Very few people take their efforts so far as to avoid this issue, but internally any data not aligned on its own size (i.e. a dword not aligned on a 4 byte boundary) is going to require 2 reads to retrieve the data.  That's a big slowdown.  The effort required to properly align data across the board is well worth it.
Title: Re: Faster Memcopy ...
Post by: hutch-- on April 03, 2020, 12:18:35 PM
AW,

Clock this one in your list. Memory must be aligned by the data size.
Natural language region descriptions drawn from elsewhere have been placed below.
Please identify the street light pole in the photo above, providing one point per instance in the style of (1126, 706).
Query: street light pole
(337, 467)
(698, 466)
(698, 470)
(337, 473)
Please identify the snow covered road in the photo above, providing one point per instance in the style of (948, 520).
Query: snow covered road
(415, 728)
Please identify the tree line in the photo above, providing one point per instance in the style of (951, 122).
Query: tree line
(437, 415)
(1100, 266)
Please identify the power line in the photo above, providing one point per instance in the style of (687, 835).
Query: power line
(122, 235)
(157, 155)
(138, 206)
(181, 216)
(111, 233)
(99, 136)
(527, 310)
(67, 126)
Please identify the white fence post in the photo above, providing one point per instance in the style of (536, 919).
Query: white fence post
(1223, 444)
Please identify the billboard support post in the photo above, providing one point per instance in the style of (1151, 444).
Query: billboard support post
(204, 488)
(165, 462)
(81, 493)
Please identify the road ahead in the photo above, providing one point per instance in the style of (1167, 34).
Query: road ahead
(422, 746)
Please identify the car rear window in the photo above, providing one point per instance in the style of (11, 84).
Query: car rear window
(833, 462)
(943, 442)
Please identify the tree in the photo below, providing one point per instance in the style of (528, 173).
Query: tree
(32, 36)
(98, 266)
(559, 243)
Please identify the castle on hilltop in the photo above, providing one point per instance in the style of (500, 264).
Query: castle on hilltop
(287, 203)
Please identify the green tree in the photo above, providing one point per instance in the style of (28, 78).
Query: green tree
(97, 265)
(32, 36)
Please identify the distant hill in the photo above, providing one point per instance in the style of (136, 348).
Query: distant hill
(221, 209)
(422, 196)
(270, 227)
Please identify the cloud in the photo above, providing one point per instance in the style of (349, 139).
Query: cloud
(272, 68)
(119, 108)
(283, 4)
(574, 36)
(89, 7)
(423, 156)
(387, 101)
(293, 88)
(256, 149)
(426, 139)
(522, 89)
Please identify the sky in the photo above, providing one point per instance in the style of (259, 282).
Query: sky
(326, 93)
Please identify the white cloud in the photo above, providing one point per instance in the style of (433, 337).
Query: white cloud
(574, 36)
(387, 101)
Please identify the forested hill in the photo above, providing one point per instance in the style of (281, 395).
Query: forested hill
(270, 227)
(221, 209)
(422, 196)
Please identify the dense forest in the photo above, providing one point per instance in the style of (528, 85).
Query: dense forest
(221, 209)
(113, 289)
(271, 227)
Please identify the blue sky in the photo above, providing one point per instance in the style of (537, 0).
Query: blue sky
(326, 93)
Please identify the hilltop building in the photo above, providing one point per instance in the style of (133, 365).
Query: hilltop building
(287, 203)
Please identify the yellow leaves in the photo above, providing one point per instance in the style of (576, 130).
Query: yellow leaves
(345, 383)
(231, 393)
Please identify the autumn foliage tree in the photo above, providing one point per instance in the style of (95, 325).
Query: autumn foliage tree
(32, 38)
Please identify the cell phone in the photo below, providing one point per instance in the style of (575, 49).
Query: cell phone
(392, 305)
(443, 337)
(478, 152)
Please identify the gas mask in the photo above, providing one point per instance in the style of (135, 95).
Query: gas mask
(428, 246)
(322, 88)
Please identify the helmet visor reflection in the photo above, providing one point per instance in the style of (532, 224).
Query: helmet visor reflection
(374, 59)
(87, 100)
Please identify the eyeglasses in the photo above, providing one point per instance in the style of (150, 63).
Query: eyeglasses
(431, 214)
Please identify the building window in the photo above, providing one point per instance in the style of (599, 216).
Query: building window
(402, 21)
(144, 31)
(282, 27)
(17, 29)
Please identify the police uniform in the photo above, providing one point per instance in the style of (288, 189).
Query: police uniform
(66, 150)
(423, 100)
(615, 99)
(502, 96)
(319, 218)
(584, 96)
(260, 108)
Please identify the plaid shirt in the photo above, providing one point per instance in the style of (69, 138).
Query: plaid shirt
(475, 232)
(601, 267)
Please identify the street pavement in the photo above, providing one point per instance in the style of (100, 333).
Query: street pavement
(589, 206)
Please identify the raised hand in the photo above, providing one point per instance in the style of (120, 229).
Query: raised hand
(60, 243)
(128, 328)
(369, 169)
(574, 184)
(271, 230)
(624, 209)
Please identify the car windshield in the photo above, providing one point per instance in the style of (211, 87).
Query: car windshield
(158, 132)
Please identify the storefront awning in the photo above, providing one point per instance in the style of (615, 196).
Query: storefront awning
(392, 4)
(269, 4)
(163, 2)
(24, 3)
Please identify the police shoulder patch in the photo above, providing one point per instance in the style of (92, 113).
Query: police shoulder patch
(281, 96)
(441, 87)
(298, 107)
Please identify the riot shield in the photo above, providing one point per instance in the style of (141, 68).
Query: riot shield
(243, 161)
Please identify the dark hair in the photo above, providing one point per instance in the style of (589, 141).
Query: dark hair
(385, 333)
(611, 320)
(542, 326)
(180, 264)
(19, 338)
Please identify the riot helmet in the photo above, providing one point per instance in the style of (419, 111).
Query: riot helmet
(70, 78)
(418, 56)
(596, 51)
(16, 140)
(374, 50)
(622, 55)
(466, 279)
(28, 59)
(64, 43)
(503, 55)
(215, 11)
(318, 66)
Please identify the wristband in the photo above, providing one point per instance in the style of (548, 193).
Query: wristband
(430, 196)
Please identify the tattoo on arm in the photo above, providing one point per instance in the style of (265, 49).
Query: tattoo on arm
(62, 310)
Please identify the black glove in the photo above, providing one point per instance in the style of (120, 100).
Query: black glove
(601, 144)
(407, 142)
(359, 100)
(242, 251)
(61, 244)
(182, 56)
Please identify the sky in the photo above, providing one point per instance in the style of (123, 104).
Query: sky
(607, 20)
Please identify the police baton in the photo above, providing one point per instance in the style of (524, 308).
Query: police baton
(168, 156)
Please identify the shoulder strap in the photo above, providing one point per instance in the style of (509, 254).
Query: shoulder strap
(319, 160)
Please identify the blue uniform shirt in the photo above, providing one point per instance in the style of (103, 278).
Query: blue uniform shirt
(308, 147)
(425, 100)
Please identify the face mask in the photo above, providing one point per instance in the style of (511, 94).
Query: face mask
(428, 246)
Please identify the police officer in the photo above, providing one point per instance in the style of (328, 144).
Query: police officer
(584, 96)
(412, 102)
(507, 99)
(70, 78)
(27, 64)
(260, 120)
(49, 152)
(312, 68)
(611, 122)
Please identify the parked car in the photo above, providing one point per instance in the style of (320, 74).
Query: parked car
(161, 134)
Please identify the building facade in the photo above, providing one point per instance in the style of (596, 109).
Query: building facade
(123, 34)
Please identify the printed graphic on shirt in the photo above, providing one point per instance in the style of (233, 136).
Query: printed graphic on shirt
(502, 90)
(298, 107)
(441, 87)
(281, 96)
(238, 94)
; ¤¤¤¤¤¤¤¤¤¤¤¤¤¤¤¤¤¤¤¤¤¤¤¤¤¤¤¤¤¤¤¤¤¤¤¤¤¤¤¤¤¤¤¤¤¤¤¤¤¤¤¤¤¤¤¤¤¤¤¤¤¤¤¤¤¤¤¤¤¤¤¤¤

NOSTACKFRAME

ymmcopya proc

  ; rcx = source address
  ; rdx = destination address
  ; r8  = byte count

    mov r11, r8
    shr r11, 5                  ; div by 32 for loop count
    xor r10, r10                ; zero r10 to use as index

  lpst:
    vmovntdqa ymm0, YMMWORD PTR [rcx+r10]
    vmovntdq YMMWORD PTR [rdx+r10], ymm0

    add r10, 32
    sub r11, 1
    jnz lpst

    mov rax, r8                 ; calculate remainder if any
    and rax, 31
    test rax, rax
    jnz @F
    ret

  @@:
    mov r9b, [rcx+r10]          ; copy any remainder
    mov [rdx+r10], r9b
    add r10, 1
    sub rax, 1
    jnz @B

    ret

ymmcopya endp

STACKFRAME

; ¤¤¤¤¤¤¤¤¤¤¤¤¤¤¤¤¤¤¤¤¤¤¤¤¤¤¤¤¤¤¤¤¤¤¤¤¤¤¤¤¤¤¤¤¤¤¤¤¤¤¤¤¤¤¤¤¤¤¤¤¤¤¤¤¤¤¤¤¤¤¤¤¤
Title: Re: Faster Memcopy ...
Post by: AW on April 03, 2020, 08:57:49 PM
I can't test now but non-temporal instructions tend to perform poorly in modern processors. That's the main reason Agner Fog's tests did not shine.
I will test when possible or you can do it directly from nidud's example.